Chabot and four other experienced crew members set sail from Ecuador on Jan. 16 aboard a 13-metre sloop. They had paid $3,500 for a 45-day trip into the Pacific to earn their skipper licences.

Their boat was due to dock in Coquimbo, Chile, around Feb. 27 and Chabot planned to fly home March 16. However, an 8.8-magnitude earthquake struck Chile on Feb. 26, causing a tsunami.

The sailboat was tossed around by several storms, before eventually getting stuck in a dead calm between Chile and Ecuador.

The captain of the ship, Boguslaw (Bob) Norwid, refused to allow crew to radio home to say they were delayed, because he was philosophically opposed to using the radio.

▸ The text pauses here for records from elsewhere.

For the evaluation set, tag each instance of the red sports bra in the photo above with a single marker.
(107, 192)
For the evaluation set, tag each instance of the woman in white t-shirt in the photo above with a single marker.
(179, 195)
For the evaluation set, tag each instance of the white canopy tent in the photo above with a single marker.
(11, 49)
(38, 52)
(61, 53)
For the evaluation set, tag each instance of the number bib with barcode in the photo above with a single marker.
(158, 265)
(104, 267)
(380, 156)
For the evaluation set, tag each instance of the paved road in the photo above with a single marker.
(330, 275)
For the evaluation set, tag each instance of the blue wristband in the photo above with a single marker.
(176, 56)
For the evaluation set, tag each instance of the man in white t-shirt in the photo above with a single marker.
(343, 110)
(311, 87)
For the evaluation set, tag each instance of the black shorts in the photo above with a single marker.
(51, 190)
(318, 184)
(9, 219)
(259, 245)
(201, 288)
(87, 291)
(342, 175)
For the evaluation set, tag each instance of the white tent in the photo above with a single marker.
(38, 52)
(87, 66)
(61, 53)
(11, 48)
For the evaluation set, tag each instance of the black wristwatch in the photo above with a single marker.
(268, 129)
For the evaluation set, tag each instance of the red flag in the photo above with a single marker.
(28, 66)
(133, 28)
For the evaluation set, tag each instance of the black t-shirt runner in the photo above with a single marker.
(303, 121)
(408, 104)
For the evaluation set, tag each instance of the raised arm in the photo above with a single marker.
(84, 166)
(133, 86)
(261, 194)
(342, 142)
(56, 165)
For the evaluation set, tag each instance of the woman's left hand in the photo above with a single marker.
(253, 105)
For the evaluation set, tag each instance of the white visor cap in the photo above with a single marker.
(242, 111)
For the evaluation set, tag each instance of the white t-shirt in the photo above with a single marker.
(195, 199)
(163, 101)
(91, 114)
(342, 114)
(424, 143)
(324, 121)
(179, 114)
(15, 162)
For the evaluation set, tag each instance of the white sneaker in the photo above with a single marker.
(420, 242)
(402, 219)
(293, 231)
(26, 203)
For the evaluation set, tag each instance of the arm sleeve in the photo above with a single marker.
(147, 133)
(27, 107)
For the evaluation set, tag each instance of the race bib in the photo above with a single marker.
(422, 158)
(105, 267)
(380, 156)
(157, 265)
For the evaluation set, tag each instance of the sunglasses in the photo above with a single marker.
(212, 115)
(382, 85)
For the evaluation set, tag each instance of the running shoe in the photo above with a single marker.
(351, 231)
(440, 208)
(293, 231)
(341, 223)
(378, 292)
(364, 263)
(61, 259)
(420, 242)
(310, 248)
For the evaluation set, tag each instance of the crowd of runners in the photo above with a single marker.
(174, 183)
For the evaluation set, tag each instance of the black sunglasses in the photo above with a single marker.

When the boat did not dock when it was supposed to, Chabot's husband, Martin Neufeld, began to fear the worst. A search by authorities found nothing, and the boat was presumed lost at sea.

Then, almost six weeks after it was supposed to dock, Chabot's boat quietly arrived in Coquimbo.

Neufeld has said he was both angry and joyful after the reunion with his wife.

"It's really been a time of just assimilating emotions as well as going through a rollercoaster of emotion as well," he told Canada AM. "And just being close, finding quiet time and just letting all that settle, with all of the media attention, just to relax, to be together because it's been a while.

"It's been a beautiful moment. We are shifting our attention from the event . . . to starting to look at things we are going to do in the future."